In my whole life I've never had a woman so much in love with me as Ingrid Bergman was. The day after the picture ended I couldn't get her on the phone.

[after Clark Gable ended up with the role of Rhett Butler in Gone with the Wind (1939)] "Gone with the Wind" is going to be the biggest flop in history. I'm just glad it'll be Clark Gable who's falling on his face and not Gary Cooper.

[1952] I like and admire Carl Foreman and am delighted to be in business with him.

Naturally, the nearer the character you play comes to the character you are, the more authenticity you give it. You are not acting so much as being. The result is realism.

Movie acting is a pretty silly business for a man because it takes less training, less ability and less brains to be successful in it than any other business I can think of.

Having to work hard never had any real appeal for me, and that may have some connection with me being in the movies.

This is a terrible place to spend your life in.
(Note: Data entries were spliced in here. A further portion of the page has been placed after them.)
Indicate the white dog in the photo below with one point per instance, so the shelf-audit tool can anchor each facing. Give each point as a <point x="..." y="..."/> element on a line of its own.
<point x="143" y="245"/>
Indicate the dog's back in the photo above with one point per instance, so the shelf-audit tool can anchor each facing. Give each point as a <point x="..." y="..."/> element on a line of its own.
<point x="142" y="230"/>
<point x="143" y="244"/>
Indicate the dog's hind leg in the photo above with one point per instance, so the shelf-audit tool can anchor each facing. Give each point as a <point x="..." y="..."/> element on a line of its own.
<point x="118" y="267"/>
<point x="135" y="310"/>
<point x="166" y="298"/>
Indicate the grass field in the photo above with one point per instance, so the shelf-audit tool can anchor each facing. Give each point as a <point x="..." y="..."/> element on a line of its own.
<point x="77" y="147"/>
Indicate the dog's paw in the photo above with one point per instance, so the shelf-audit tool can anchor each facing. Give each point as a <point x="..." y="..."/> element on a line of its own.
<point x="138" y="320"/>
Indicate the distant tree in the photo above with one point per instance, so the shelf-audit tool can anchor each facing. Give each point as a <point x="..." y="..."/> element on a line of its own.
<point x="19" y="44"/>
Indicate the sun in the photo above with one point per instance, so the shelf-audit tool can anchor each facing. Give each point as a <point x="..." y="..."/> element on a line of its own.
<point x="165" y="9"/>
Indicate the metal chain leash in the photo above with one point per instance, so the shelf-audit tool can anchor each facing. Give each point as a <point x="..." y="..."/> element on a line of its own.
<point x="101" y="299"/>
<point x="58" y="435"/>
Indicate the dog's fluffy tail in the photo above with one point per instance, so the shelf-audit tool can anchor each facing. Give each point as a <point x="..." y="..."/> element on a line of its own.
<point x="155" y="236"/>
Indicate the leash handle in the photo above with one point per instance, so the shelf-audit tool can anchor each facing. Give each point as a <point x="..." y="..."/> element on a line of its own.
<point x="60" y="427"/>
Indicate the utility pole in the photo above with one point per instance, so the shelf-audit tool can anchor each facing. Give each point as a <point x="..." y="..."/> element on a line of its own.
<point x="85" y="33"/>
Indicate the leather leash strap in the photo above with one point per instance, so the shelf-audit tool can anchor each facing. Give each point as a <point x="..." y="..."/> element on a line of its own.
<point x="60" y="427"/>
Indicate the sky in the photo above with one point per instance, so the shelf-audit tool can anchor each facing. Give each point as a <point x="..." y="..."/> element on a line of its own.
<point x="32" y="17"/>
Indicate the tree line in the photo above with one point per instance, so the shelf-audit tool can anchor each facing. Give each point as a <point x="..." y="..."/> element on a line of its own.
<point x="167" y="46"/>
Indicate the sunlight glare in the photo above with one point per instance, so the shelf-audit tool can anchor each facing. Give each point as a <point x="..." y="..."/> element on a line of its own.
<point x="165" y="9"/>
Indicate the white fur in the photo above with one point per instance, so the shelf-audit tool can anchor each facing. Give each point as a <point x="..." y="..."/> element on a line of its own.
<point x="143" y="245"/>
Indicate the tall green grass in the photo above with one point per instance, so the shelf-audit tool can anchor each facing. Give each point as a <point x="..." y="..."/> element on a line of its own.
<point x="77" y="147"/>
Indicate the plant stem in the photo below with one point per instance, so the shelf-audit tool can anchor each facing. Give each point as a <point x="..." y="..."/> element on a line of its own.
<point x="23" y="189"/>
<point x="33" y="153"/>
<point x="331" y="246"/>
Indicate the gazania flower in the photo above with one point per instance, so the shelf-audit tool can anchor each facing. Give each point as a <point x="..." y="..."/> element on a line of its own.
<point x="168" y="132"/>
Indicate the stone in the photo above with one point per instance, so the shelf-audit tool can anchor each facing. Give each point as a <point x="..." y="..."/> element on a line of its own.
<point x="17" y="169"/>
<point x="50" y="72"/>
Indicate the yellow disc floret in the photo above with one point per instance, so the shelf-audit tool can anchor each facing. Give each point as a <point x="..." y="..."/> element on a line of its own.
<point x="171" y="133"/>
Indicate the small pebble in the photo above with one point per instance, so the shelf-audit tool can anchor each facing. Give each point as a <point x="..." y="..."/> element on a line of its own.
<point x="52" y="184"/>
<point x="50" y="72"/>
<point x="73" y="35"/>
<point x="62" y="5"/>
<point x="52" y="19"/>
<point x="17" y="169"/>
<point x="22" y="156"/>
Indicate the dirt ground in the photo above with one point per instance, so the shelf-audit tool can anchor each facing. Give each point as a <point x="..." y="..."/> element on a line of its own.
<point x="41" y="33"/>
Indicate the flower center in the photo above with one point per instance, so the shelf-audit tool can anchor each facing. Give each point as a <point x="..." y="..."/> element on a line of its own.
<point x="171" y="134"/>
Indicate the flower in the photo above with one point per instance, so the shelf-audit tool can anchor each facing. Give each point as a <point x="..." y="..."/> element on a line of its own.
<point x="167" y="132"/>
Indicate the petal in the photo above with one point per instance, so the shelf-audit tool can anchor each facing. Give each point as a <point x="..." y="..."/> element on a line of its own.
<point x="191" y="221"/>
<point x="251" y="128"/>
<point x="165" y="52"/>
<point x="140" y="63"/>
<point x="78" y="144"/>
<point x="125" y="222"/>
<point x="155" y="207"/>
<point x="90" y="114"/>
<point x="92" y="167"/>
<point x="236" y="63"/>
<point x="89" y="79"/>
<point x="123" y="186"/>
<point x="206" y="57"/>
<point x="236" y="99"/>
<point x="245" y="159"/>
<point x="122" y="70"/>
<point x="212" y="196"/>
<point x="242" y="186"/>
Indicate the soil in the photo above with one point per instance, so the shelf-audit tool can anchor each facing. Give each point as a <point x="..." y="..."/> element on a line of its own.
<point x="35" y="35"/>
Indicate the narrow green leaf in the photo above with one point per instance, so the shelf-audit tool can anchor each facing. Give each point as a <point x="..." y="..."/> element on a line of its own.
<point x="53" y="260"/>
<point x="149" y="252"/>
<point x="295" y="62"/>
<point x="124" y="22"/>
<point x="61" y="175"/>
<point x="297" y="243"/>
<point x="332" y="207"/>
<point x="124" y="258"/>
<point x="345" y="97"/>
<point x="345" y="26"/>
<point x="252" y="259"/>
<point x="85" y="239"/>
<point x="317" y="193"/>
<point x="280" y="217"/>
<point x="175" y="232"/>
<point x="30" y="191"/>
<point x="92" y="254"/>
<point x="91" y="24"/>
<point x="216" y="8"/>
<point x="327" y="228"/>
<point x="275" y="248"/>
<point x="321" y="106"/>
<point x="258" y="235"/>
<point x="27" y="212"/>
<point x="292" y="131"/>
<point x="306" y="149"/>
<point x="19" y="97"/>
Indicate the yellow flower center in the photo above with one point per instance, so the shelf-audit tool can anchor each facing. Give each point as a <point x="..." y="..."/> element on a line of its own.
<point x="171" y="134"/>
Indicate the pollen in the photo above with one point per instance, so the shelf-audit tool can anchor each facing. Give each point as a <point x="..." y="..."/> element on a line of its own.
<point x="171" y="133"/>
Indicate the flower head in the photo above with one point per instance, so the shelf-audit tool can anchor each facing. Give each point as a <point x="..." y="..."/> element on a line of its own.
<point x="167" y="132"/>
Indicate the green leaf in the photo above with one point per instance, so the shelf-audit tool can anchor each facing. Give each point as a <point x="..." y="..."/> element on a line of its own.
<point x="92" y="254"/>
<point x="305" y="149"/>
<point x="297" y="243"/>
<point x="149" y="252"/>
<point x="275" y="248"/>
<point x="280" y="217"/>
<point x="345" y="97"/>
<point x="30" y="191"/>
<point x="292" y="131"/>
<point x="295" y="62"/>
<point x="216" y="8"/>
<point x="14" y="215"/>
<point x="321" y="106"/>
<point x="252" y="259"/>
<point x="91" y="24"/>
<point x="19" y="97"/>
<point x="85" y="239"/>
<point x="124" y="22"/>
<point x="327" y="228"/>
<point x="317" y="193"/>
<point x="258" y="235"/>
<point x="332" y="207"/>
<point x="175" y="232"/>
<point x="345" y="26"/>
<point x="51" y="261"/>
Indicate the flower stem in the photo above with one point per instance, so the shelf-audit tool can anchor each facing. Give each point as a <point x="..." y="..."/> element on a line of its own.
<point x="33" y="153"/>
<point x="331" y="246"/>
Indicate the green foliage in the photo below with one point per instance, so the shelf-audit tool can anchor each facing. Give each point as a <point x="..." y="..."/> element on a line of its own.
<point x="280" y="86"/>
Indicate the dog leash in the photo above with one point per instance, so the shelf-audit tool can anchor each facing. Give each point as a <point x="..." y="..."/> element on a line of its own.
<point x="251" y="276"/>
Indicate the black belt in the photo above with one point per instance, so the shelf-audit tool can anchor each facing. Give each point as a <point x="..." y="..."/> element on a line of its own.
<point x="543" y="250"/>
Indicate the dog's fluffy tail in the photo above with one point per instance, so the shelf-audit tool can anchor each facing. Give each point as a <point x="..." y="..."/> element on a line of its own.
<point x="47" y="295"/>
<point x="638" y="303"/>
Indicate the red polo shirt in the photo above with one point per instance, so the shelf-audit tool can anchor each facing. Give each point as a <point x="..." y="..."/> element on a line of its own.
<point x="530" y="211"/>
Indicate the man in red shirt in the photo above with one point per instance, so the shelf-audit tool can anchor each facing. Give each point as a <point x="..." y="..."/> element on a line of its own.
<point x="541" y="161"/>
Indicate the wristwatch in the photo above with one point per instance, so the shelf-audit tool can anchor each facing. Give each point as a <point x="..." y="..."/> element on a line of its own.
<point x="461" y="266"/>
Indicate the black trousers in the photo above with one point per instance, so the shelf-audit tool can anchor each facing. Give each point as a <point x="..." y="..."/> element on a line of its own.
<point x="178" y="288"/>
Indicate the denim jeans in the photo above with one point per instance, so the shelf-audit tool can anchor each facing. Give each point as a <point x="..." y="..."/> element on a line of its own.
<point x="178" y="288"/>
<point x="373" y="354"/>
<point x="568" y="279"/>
Nobody in Hollywood is normal. Absolutely nobody. And they have such a vicious attitude toward one another ... They say much worse things about each other than outsiders say about them, and nobody has any real friends.

[on Rio Bravo (1959)] It's so phony, nobody believes in it.

[[on turning down the role of Rhett Butler in Gone with the Wind (1939)] Rhett Butler was one of the best roles ever offered in Hollywood and my screen character saw himself emerging from the film as a dashing-type fellow. But I said no. I didn't see myself as quite that dashing, and later, when I saw Clark Gable play the role to perfection, I knew I was right.

[on movie roles] Once in a while I like a good western. Gives me a chance to shoot off guns.